SCEC2025 Plenary Talk, Research Computing (RC)

Toward Trustworthy AI for Earth Science: Lessons from Climate Modeling and a Vision for Earthquake Science

Karianne Bergen

Oral Presentation

2025 SCEC Annual Meeting, SCEC Contribution #14387
Machine learning (ML) is reshaping Earth science, offering new ways to extract information from data and simulate complex physical systems. In earthquake science, ML has significantly enhanced our ability to build high-resolution seismic catalogs and is emerging as a key tool for analyzing emerging data sources, such as DAS. However, its impact on forward modeling has been more limited. By contrast, climate science has seen rapid progress in developing machine learning-based emulators that approximate expensive simulations, enabling fast predictions and interactive exploration of climate scenarios.
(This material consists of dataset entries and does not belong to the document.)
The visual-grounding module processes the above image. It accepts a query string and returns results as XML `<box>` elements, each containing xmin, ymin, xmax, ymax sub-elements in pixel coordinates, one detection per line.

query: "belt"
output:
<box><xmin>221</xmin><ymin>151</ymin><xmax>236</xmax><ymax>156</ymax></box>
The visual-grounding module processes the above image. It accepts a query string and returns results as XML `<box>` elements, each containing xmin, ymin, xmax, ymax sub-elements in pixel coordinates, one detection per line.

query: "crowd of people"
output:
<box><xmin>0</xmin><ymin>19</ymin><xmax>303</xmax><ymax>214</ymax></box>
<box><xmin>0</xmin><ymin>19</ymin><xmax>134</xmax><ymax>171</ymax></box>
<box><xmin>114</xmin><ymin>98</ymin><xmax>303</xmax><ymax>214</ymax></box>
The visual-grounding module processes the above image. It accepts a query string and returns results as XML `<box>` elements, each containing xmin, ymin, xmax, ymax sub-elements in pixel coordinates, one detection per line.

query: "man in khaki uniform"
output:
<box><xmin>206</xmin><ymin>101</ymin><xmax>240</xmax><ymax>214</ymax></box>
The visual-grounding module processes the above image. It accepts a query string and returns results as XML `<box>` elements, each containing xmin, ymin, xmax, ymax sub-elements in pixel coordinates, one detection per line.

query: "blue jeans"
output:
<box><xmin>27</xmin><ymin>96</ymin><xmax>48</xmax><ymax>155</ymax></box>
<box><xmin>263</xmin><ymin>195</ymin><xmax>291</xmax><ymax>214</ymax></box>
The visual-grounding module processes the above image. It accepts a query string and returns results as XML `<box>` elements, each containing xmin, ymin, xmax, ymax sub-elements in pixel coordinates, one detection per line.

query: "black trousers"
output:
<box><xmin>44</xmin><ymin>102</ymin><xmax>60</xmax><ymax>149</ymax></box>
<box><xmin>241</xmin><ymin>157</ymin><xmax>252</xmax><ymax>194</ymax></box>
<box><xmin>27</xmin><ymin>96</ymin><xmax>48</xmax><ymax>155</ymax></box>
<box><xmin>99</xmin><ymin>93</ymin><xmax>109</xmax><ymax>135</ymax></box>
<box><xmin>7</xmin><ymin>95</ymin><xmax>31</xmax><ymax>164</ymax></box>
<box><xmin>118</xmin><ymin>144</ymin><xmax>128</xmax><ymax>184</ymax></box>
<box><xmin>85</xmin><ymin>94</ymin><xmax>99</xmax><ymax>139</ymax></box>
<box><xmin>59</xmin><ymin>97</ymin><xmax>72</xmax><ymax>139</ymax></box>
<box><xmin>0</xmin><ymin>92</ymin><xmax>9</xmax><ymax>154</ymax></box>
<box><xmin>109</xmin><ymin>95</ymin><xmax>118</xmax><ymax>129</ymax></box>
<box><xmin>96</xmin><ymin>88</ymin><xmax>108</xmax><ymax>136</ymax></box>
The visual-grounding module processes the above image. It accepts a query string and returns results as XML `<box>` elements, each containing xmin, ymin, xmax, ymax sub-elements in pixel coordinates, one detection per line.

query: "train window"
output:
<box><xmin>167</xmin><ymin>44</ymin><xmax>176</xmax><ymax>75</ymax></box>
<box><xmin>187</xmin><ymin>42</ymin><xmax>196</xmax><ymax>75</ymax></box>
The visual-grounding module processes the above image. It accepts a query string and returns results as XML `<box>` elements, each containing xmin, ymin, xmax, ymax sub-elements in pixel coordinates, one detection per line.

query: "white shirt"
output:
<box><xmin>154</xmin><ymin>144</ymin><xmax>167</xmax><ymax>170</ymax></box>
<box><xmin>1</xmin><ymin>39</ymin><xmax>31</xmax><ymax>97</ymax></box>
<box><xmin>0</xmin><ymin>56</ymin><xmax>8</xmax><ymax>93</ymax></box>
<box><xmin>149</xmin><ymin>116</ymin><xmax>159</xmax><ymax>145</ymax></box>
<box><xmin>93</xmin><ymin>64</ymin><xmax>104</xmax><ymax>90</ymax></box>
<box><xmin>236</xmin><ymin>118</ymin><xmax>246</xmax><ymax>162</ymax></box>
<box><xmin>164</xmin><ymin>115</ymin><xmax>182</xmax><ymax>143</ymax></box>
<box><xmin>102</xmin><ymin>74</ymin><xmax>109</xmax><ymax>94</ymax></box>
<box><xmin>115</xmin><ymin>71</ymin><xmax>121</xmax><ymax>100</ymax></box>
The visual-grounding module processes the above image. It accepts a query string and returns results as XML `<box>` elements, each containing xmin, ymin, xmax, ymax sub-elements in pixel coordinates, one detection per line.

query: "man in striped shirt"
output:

These emulators, when paired with uncertainty quantification and explainable AI, open new avenues for how both scientists engage with model-based predictions. In this talk, I will share insights from recent projects in my group, including machine learning methods for climate emulation and statistical downscaling, and intrinsically interpretable ML architectures for spatiotemporal data. These projects represent steps toward a future of AI for Earth Science in which scientific foundation models and human-AI interfaces expand the reach, trust, and utility of AI in both climate and earthquake science.